Conclusions Technologies to increase the sensitivity of Pap testing are more cost-effective when incorporated into infrequent screening. Increases in sensitivity and decreases in cost may eventually make each technology more cost-effective.

Screening with the Papanicolaou (Pap) test is widely regarded as a cost-effective but imperfect approach to the prevention of cervical cancer. New technologies improve the sensitivity (true-positive rate or TPR) of Pap testing. The AutoPap 300 QC (NeoPath Inc, Redmond, Wash) and Papnet (Neuromedical Systems Inc, Suffern, NY) systems combine automated microscopy and computerized analysis to reduce screening error—the failure to identify abnormalities on the slide—by detecting abnormal cells overlooked on initial examination. The ThinPrep 2000 (Cytyc-Sands, Boxborough, Mass) is a semiautomated, liquid-based slide preparation system.

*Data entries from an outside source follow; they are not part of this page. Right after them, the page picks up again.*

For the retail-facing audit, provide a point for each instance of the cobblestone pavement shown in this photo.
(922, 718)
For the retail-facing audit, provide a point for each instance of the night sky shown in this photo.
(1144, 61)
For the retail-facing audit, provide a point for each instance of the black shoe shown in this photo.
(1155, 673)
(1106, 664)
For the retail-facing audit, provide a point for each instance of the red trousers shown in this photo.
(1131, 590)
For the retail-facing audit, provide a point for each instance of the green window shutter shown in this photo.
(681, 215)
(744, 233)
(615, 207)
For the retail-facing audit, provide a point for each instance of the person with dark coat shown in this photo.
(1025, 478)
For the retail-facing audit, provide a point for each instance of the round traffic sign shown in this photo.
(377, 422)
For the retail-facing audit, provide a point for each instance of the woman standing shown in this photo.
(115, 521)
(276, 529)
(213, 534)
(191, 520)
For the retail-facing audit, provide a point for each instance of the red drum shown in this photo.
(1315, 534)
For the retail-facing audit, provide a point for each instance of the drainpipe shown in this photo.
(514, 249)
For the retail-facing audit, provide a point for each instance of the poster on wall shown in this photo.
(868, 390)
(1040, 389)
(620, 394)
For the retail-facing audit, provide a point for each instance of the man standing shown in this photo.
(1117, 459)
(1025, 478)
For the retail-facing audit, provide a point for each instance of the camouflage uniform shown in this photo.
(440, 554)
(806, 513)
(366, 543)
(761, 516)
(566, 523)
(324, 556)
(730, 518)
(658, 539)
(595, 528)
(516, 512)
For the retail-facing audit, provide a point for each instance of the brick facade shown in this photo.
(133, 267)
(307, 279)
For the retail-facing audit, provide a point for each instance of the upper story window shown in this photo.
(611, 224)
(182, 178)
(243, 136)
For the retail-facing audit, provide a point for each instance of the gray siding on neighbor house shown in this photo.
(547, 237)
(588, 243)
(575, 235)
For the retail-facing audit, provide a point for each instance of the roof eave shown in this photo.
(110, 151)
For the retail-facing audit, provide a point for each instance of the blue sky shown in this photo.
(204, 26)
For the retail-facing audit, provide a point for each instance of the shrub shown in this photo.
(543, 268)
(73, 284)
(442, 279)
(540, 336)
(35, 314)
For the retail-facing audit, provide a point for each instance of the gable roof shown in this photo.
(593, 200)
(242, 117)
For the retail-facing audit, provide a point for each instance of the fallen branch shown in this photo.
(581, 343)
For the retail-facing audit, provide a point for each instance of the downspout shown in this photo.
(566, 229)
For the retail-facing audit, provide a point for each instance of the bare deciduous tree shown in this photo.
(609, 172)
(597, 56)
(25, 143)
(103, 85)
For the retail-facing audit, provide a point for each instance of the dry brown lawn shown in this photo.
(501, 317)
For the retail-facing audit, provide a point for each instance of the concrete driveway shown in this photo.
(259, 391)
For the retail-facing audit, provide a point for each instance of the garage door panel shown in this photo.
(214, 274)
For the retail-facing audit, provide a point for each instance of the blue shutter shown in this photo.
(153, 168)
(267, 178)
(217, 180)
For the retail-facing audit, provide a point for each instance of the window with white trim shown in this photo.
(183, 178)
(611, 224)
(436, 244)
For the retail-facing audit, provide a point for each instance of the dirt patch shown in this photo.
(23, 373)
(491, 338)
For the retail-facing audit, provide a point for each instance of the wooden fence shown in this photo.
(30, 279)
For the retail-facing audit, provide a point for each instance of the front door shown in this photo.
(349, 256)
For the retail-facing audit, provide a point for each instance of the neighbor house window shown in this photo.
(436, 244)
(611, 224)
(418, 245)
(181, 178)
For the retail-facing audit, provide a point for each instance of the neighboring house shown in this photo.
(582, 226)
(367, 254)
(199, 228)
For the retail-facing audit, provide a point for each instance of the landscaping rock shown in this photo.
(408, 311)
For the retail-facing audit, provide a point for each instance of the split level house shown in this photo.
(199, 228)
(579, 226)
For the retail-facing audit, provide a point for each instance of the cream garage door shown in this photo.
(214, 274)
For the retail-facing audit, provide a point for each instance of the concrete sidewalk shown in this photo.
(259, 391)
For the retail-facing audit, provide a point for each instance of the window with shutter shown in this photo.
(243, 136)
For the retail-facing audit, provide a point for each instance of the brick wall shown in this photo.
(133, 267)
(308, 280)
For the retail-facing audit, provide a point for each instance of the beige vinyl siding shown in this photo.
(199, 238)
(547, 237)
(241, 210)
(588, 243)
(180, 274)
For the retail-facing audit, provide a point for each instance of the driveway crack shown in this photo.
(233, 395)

It filters noncellular material before depositing cells in a thin layer on the slide. ThinPrep may reduce screening error as well as sampling error, the failure to obtain a representative sample of cells on the slide. All 3 technologies increase the incremental cost per slide screened. We explore the role for these technologies by assessing their cost-effectiveness (CE) in the prevention of cervical cancer morbidity and mortality.